Following Directions that Defy Common Sense

I read a story this week about problems people are having with the Apple Maps app on newer iPhones and iPads. Two instances have been recorded of drivers seeking directions to the Fairbanks, Alaska airport and being led to the runway rather than the terminal. In both cases, the drivers, who crossed the tarmac to get to the terminal, were unharmed. Apple is acknowledging that there is a problem.

Initially, I was left blaming Apple for releasing a map program that has so many dangerous glitches. (I have also experienced both my iPhone and GPS taking me on roads and routes that were undesirable at best). As I continued through the article it became clear to me that though Apple certainly needs to improve their map, users need to take some responsibility as well. The article concludes: To be fair, the drivers deserve some blame. The maps stop at the runway, but the drivers continued about a mile through a gate, past warning lights, numerous signs and painted concrete markings saying not to proceed. To which airport spokeswoman, Angie Spear remarked, “All of these things were disregarded because people simply trusted their device more than they trusted what they were seeing.”

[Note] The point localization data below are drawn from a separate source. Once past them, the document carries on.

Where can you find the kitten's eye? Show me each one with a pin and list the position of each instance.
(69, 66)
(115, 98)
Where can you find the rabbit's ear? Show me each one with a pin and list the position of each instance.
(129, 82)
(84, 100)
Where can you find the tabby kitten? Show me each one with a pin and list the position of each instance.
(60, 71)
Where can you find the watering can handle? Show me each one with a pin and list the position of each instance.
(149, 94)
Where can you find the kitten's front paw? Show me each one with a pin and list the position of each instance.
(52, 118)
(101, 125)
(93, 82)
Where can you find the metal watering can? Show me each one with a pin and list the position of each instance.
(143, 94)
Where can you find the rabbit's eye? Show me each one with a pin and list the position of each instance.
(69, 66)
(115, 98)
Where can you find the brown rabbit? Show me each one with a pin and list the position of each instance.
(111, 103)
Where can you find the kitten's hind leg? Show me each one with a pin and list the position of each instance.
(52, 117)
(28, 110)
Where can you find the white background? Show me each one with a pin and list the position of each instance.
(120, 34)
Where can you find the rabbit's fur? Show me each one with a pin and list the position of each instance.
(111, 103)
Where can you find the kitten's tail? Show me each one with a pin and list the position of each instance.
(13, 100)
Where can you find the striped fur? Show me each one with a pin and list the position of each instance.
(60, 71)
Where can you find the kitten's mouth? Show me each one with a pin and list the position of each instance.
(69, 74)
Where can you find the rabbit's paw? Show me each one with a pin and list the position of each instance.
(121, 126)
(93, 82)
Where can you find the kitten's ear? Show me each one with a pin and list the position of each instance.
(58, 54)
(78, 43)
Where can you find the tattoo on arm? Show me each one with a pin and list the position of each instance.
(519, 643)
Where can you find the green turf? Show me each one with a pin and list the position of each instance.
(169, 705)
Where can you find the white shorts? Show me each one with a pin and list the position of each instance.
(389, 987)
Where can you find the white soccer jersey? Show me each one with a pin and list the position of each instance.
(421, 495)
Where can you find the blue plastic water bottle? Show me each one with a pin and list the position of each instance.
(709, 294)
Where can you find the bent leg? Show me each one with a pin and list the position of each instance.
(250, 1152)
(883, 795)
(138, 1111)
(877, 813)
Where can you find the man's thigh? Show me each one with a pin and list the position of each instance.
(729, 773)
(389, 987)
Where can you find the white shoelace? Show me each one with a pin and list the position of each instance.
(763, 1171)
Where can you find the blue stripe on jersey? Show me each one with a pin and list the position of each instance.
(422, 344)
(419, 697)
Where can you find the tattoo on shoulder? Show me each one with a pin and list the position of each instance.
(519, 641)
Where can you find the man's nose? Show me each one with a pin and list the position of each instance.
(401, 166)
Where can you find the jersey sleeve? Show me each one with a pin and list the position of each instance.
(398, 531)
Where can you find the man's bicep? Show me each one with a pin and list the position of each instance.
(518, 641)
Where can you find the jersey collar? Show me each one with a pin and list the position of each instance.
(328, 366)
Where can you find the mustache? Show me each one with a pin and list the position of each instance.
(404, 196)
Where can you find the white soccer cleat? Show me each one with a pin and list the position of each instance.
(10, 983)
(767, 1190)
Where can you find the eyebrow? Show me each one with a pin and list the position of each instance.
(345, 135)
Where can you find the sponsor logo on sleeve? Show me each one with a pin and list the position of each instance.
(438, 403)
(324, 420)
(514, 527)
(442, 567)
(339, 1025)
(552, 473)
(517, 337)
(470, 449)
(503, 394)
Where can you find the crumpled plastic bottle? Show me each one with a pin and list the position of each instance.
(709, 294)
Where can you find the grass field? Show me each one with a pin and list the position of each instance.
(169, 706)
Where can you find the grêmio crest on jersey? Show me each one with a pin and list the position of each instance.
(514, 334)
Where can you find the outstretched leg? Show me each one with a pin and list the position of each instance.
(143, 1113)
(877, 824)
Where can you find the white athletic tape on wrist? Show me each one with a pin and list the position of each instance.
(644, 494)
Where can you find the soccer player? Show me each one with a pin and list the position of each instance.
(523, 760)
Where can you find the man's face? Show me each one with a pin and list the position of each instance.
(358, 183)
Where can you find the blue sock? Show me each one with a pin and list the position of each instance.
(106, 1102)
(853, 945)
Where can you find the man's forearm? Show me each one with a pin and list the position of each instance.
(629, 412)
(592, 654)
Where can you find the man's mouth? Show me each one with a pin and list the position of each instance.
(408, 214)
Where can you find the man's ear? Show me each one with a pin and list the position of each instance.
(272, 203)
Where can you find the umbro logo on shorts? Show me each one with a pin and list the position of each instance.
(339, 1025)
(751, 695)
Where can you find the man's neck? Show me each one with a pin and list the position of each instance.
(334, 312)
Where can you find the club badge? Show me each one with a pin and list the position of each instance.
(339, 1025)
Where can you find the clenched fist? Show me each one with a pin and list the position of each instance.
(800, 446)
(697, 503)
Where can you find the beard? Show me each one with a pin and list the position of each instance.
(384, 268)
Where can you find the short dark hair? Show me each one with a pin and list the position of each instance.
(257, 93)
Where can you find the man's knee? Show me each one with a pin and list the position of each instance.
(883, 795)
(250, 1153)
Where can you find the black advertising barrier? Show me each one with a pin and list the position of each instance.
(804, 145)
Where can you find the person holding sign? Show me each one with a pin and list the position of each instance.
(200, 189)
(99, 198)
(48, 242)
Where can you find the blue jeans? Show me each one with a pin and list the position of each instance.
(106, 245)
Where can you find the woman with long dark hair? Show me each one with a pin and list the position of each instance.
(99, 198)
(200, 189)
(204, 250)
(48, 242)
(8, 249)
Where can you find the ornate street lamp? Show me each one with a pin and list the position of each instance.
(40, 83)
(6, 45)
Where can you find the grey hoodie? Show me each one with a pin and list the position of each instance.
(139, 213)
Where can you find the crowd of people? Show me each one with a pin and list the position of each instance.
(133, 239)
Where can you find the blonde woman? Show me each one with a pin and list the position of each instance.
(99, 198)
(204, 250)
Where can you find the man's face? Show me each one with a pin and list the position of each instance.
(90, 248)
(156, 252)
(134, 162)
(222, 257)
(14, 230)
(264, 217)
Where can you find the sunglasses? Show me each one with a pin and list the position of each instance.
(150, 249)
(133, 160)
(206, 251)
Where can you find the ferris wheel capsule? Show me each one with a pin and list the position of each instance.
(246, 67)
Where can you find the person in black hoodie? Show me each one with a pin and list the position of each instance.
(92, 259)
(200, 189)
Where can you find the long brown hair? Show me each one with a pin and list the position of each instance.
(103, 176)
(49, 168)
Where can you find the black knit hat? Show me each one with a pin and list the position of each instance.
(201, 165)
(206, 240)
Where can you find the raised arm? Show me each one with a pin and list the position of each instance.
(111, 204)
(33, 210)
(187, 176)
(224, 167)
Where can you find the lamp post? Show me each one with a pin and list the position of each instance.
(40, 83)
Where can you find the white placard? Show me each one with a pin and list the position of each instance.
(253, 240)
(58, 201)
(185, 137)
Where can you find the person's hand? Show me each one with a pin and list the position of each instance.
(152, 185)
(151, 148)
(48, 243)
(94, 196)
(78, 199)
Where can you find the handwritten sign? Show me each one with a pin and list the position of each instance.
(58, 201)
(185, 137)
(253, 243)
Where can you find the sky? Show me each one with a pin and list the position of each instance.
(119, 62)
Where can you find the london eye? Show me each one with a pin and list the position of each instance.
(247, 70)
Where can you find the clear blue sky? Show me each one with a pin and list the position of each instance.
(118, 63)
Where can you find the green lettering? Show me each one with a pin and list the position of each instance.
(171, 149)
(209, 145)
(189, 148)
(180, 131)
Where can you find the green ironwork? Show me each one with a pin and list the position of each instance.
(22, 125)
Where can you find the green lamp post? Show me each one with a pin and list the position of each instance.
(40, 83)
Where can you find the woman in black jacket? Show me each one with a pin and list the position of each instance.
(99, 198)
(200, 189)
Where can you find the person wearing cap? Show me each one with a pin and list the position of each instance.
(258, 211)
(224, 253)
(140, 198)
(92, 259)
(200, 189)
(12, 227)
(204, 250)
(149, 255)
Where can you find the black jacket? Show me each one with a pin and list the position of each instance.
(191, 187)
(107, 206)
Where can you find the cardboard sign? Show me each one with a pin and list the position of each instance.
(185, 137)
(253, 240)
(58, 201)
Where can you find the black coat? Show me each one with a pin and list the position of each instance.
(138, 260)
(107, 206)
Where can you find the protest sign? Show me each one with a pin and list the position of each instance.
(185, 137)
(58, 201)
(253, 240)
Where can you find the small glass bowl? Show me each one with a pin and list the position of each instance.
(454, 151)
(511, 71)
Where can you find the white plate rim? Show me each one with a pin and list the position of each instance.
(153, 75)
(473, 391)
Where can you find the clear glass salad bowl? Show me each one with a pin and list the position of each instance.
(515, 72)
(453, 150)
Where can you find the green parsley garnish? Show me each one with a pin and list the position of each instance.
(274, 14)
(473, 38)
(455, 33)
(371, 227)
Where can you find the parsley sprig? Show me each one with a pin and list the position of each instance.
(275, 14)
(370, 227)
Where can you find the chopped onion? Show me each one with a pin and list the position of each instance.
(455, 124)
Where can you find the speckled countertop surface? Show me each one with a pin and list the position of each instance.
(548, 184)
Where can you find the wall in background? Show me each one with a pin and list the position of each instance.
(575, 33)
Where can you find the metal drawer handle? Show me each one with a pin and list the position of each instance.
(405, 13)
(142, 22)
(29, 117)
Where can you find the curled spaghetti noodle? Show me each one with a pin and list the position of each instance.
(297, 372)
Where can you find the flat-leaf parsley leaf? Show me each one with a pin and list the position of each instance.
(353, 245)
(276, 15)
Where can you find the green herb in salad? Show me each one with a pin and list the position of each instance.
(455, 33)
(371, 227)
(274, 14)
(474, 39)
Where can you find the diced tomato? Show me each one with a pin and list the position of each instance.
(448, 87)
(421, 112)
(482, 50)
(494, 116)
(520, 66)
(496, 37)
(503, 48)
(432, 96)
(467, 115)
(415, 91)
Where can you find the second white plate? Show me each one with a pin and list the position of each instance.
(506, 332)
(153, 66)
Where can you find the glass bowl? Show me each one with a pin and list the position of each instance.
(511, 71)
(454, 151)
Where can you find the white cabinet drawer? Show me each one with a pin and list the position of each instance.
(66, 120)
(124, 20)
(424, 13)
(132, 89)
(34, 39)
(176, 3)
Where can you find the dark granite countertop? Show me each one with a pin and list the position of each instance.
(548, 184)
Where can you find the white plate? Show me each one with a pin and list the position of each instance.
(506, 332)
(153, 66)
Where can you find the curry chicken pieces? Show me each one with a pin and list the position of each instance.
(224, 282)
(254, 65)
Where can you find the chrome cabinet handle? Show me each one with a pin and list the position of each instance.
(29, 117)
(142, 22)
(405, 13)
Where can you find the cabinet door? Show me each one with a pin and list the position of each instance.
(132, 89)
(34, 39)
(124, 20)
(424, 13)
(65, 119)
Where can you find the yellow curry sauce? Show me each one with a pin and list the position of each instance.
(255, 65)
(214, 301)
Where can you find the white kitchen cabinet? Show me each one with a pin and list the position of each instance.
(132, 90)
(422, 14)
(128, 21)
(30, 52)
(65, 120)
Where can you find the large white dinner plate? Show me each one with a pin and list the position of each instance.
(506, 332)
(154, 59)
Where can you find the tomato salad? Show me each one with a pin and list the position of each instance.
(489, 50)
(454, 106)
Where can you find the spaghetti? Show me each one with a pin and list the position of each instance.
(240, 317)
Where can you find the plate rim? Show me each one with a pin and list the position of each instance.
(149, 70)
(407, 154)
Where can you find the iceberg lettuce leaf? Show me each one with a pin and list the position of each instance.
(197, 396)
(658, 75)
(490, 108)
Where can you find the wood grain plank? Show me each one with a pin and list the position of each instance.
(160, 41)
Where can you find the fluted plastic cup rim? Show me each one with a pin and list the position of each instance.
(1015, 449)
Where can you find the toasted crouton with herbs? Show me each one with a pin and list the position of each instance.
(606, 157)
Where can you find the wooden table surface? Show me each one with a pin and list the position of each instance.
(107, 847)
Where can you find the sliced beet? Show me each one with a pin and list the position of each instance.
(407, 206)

There is something of how we view God in these stories. Sometimes we are more concerned about following rules than we are living in the common sense freedom and joy of God. I wonder what would have happened to the Israelites had Moses said to himself, “It’s impossible for a bush to be on fire and not burn up. Something doesn’t seem right, but I know that this doesn’t happen, so I’m just going to back out of here.” I wonder what would have happened, had Samuel, who God had directed to choose one of the sons of Jesse as the next king of Israel, would have refused to listen to God. Instead of choosing David who was clearly God’s choice, Samuel would have stuck to his guns about how these kinds of things are done.

What if the church would have been unwilling to acknowledge the presence of the Holy Spirit at Pentecost because “we don’t believe that God appears in tongues of fire and we don’t believe in people speaking in languages that they don’t know or understand?” What if John Wesley had been unwilling to humble himself to preach in fields and city streets despite the fact that this was the only way the marginalized people of England would ever hear the gospel because it’s not the proper way to do these things? What if segments of the church had refused to believe that the ultimate purpose of God for his church was to gift and call women for ministry just as much as men, despite the reality that it was going against the grain of many paternalistic church leaders?

In an early episode of the television show The Office, Michael and Dwight are traveling to visit a client. They are using the vehicle GPS to navigate to their destination. The GPS tells Michael to make a right hand turn; despite the fact that following the directions will lead them right into a small lake, Michael insists that if the GPS tells them to do it, it must be right. He does second-guess that decision as he barely escapes the vehicle and watches the rental car sink into the water.

I wonder what we might be doing blindly without seeing what’s right in front of us. In ways might God be working in our church, in your life, that seems out of the ordinary, seems out of the box from the way in which we believe God can work. Is it possible that God desires to do something new, something fresh, something different and we miss it because we are disregarding the reality of what’s right in front of us. Let’s not be so closed to the unusual ways of God that before we know it we’re watching the church out of touch and sinking into the lake of irrelevancy.